Desmond passou o restante do dia com as três magas, ao lado de lady Margaret. Embora agora se mantivesse desperta por breves espaços de tempo, a dama não era ela mesma: falava de quando era jovem e do período passado como prisioneira, junto de Rowanne, entre as muralhas de Sherborne.

Apesar disso, Desmond estava satisfeito por vê-la um pou­co melhor. E mais satisfeito ainda se sentia por constatar que Aislin passara a acreditar e a confiar nele, dispondo-se a aju­dá-lo a obter provas contra Giles para levar ao rei. Provas que tinham de ser bastante convincentes, pois Henrique devia an­dar com um humor medonho: os barões rebelados haviam lhe preparado uma bela de uma surpresa no parlamento, o que limitara consideravelmente os poderes do monarca. Havia ain­da os rumores dando conta da fúria sanguinária com que o príncipe Eduardo pretendia enfrentar a traição dos nobres.

― Pronto, meu lorde.

A voz da maga tirou Desmond de seus pensamentos.

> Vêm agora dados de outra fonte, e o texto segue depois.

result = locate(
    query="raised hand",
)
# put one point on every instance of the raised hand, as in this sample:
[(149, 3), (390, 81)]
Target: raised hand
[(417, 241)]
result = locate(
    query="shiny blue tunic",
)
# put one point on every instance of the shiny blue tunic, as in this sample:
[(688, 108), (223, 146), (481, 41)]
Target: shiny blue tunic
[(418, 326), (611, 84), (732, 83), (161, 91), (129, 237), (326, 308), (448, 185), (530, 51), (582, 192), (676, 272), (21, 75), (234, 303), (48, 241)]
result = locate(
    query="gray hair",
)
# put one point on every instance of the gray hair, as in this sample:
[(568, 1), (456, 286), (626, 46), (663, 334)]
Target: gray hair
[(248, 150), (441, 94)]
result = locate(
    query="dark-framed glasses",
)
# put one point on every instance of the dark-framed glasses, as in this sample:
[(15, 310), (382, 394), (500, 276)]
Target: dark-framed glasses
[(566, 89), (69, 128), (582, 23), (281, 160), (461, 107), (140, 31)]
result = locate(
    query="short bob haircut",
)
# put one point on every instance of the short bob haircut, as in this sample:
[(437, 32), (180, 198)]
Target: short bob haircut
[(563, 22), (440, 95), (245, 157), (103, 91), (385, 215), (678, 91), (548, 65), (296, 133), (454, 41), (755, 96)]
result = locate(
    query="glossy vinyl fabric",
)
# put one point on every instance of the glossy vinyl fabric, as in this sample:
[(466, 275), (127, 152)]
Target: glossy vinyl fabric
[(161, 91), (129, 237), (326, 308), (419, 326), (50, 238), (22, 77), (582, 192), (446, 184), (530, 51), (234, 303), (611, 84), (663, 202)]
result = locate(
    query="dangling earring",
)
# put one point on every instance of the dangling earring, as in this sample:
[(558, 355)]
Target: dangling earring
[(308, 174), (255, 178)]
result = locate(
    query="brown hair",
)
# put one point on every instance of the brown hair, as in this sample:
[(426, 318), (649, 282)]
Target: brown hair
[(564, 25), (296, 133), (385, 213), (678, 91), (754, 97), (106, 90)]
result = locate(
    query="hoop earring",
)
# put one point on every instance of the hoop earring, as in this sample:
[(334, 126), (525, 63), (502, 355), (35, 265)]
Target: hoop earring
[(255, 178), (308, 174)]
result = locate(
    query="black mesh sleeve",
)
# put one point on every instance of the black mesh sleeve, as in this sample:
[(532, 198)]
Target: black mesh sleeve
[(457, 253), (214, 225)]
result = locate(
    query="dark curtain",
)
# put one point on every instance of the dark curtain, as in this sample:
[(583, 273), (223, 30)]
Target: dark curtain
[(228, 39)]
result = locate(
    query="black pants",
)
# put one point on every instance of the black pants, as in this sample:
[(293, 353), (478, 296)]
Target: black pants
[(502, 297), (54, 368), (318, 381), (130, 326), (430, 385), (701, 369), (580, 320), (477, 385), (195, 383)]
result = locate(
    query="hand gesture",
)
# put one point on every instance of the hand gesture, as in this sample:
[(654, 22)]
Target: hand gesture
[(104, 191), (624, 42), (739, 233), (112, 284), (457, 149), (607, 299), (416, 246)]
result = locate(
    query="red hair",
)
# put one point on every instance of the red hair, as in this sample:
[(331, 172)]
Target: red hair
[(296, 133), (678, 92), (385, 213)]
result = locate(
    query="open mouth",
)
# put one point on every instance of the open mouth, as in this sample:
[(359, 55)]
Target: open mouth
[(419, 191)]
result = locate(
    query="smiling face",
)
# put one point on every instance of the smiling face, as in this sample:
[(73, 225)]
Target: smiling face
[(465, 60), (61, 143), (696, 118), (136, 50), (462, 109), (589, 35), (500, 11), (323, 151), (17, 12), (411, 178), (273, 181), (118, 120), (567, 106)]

― Descobriram um antídoto? ― ele indagou.

― Antídoto? Não, mas talvez tenhamos encontrado uma maneira de fazer com que o veneno não venha a matar.

― Que Deus a ouça, pois não posso correr o risco de ver minha esposa novamente viúva.

― O abade de Tunbridge Wells ― anunciou o arauto.

Ao adentrar o salão nobre, Giles não conseguiu deixar de olhar para o lugar vago ao lado de Desmond enquanto se apro­ximava da mesa alta.

― Recebi sua mensagem, meu lorde, e aqui estou. Aconte­ceu alguma coisa com minha prima Aislin?

― Não foi esse o recado que lhe enviei. ― Por mais que se esforçasse, Desmond não era capaz de identificar alguma alteração no semblante de seu interlocutor.

― E por que foi que me chamou?

― Porque estou necessitando de seus conhecimentos, Giles.

― Vejo pelo seu modo de falar que algo terrível deve ter acontecido por aqui. ― O clérigo se aproximou mais um passo. ― Pode contar comigo, barão.

― Sente-se. ― Desmond indicou uma cadeira e esperou que Giles se acomodasse, depois deu um gole em sua taça e estendeu-a para o abade. ― Beba.

Sem conseguir dissimular a impaciência, o clérigo fez o que lhe foi pedido.

― Agora me fale do seu problema, barão.

― Oh, não há problema algum, Giles; nós só queríamos que você estivesse aqui para abençoar o castelão e os novos apo­sentos que serão erguidos para ele ― disse Aislin às costas do primo. ― Amanhã o antigo dormitório do lorde começará a ser demolido.

Olhos esgazeados, o abade pôs-se em pé. A taça escorregou de seus dedos, e o vinho foi se espalhar pelo chão.

― Aislin... Mas você...

― Sim? ― ela o interpelou antes de ir tomar seu assento ao lado de Desmond. Por mais que quisesse negá-lo, doía-lhe saber que seu primo esperava que tivesse sido chamado para rezar sobre seu cadáver.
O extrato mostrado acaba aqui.